The Huskies had with their full team and coaching staff for only 13 of 33 games, going 9-4.

Calhoun rejoined the team the day before the regular-season finale and helped spark a turnaround. UConn beat Pittsburgh Feb. 3 and defeated DePaul and West Virginia in its first two Big East tournament games for its first three-game winning streak since late December.

Syracuse ended UConn's run Thursday by rallying from an eight-point deficit in the second half.

The Huskies enter postseason play - whether it will be NCAA or NIT - playing perhaps their best basketball of the season.

"I arrived last Friday (Feb. 2) in the gym, not knowing after four weeks what was going to happen," Calhoun said. "Little did I know that I'd find a new team. Not that we were bad or anything else before but just who we were and what we were was different. ... This is a good basketball team."

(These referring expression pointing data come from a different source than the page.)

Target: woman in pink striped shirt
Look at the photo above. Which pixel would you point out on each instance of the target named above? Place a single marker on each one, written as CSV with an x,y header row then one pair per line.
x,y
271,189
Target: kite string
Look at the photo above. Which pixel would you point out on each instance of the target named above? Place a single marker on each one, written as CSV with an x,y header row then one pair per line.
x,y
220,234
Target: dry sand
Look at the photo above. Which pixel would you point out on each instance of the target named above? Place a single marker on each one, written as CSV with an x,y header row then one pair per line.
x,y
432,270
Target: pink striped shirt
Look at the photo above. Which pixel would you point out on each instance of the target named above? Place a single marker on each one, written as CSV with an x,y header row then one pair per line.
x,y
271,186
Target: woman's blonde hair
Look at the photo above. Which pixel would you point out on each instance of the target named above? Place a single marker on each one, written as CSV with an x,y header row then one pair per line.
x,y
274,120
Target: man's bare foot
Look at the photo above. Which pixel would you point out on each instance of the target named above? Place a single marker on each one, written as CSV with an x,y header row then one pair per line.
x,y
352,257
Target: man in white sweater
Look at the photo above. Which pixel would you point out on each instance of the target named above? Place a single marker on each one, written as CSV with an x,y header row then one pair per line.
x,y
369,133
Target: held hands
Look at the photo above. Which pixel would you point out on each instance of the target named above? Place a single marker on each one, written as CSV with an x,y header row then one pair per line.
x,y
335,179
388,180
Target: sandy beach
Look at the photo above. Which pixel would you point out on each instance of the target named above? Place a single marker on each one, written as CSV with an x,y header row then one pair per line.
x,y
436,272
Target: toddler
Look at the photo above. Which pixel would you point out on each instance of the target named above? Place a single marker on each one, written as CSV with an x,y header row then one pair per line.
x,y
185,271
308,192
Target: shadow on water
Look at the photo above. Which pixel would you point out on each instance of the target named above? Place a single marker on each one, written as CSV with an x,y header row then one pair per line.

Good enough to catch the eye of the NCAA tournament selection committee?

The Huskies will find out tonight. Most projections make them a nine or 10 seed in the field.

Wherever they're headed, they're in a happy place.

"All that stuff that we went throughout the season - all the downfalls, the losses, you can go down the list with Ryan and things like that - it kind of killed our confidence," freshman Andre Drummond said. "Now we know what we've got to do going into the NCAA tournament."